The deltaform said that if someone summoned horses to attack it, it would just surrender.
“Given that they outmass you by lots, that would be sensible,” Cheris said. “Jedao, weren’t you a duelist? If you hate this, we can watch something else.”
Jedao laughed. “And here I was thinking that you have much better taste in dramas than my mother.”
She was disconcerted by the thought that Jedao had had a mother. She didn’t know anything about his family.
“I’m told someone murdered her while I was being interrogated,” Jedao said, as though he were reporting the number of cucumbers a battalion ate in a month. “My father was already dead. We were never close to begin with. My brother –” Suddenly the unsentimental voice became raw. “My brother shot his partner and their three daughters in their sleep exactly a year after Hellspin Fortress, then killed himself. And my sister vanished. Probably ran right out of the heptarchate. She was always the practical one.”
“I’m sorry,” Cheris said, because she couldn’t think of what else to say. The servitors blinked lights at her inquiringly, then subsided. They continued to watch the drama in silence.
As the episode wound down, Jedao said, “You’re not doing badly with Nerevor. She’s expecting your nerve to crack and it hasn’t yet.”

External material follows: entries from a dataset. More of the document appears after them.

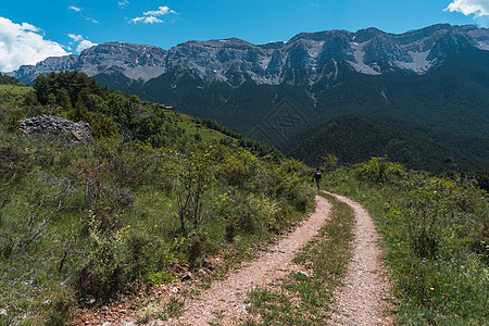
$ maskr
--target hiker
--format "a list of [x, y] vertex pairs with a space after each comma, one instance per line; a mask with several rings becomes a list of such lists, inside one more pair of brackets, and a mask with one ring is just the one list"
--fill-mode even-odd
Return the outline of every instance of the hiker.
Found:
[[321, 178], [322, 178], [322, 174], [321, 174], [321, 170], [319, 167], [316, 168], [316, 172], [314, 173], [314, 179], [316, 180], [316, 185], [317, 185], [317, 191], [319, 191], [319, 183], [321, 183]]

“Jedao,” Cheris said, “I’m stapled to a bigger threat. I’m worried about her, but when you get right down to it, my situation is already worse.”
“Good,” he said.
“Good what?”
“Be more assertive. You tend to defer to Nerevor. The problem with authority is that if you leave it lying around, others will take it away from you. You have to act like a general or people won’t respect you as one.”
Cheris frowned, but he was right. Feeling twitchy, she started doing some exercises. She was still dealing with having a stranger’s patterns of motion stamped into her. The more she thought about ways to compensate, the more she fell over her feet.

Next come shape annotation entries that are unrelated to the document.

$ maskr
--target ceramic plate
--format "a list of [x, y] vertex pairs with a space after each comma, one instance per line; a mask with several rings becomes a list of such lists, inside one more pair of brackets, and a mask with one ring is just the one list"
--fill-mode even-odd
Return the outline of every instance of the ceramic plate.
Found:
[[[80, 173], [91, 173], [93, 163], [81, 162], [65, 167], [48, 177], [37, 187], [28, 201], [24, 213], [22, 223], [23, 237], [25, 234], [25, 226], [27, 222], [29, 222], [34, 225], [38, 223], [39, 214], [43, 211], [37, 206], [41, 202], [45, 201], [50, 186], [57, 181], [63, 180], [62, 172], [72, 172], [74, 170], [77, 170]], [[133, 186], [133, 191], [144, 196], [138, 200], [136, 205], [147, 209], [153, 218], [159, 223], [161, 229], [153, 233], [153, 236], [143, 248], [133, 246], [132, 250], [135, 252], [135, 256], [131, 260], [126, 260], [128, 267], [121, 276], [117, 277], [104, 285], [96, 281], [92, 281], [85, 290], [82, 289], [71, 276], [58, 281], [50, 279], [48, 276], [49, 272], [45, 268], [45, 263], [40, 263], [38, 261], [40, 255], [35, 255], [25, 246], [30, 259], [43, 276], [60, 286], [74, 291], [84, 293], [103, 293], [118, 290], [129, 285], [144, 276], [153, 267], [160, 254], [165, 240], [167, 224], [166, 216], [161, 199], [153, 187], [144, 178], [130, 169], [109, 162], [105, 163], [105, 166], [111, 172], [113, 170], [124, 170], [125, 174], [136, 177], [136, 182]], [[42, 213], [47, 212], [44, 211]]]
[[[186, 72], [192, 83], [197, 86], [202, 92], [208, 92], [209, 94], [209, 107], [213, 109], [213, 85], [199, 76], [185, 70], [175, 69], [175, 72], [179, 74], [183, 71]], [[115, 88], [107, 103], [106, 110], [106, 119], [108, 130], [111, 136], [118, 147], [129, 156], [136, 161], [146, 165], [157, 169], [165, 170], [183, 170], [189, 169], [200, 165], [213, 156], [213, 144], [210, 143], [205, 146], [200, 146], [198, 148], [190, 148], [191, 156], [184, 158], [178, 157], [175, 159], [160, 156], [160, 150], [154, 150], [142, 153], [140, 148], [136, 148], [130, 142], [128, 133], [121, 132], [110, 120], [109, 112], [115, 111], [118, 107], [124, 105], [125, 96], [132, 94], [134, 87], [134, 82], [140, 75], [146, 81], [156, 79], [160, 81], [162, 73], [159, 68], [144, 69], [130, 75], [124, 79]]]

On the fourth day at high table, as everyone finished the cinnamon-ginger punch wi
th floating pine nuts that was the day’s indulgence, Kel Nerevor leaned over and said, “I haven’t seen you sparring with anyone since you arrived, General.”
Nerevor had chosen day four – four for death, the unlucky lucky number that suicide hawks favored – for this conversational gambit. “I don’t suppose you’d be willing to indulge me with a duel?” she went on. “Some of my officers have been speculating about your style.”
It would have been terrible protocol to refuse, although it wasn’t good protocol for Nerevor to ask, either. “I’ll oblige you,” Cheris said, because she liked dueling, “although I’m sure you’ve had more challenging opponents.” This was bound to be true even without Cheris’s current difficulty getting her body to cooperate. The servitors had told her that Nerevor enjoyed a fair deal of success as a duelist, and that her style was flashy and aggressive. She remembered Jedao’s words on authority and added, “In one hour.”
People were talking and eying her speculatively. Her clumsiness had not gone unremarked. Clumsy Kel were rare.
“This will be interesting,” Jedao said once she was back in her quarters. She was never going to get used to how big they were. She didn’t have to look at the general’s wings on her uniform most of the time, but there was no escaping the rooms. “I had hoped your coordination would recover faster than this.”
“Did your other anchors perform better in this regard?”
“Yes, but please don’t think this reflects badly on you. I have an idea of what’s going on, but it doesn’t help you, and if I’m right you’ll figure it out immediately.”
“I hate it when you’re cryptic.”
“Well, you might as well warm up.”
Cheris did so. Twelve minutes before the appointed time, she took up her calendrical sword.
When Cheris reached the dueling hall, Nerevor was already there. Nerevor’s calendrical sword had a burnished bronze hilt with scrollwork in green: elaborate, but a cindermoth commander was entitled to it. A fair number of Nerevor’s officers were there, including the Rahal captain-magistrate, Gara. Most of the Kel were intent. Shuos Liis had a seat near the front and was smiling openly. Cheris avoided looking at her.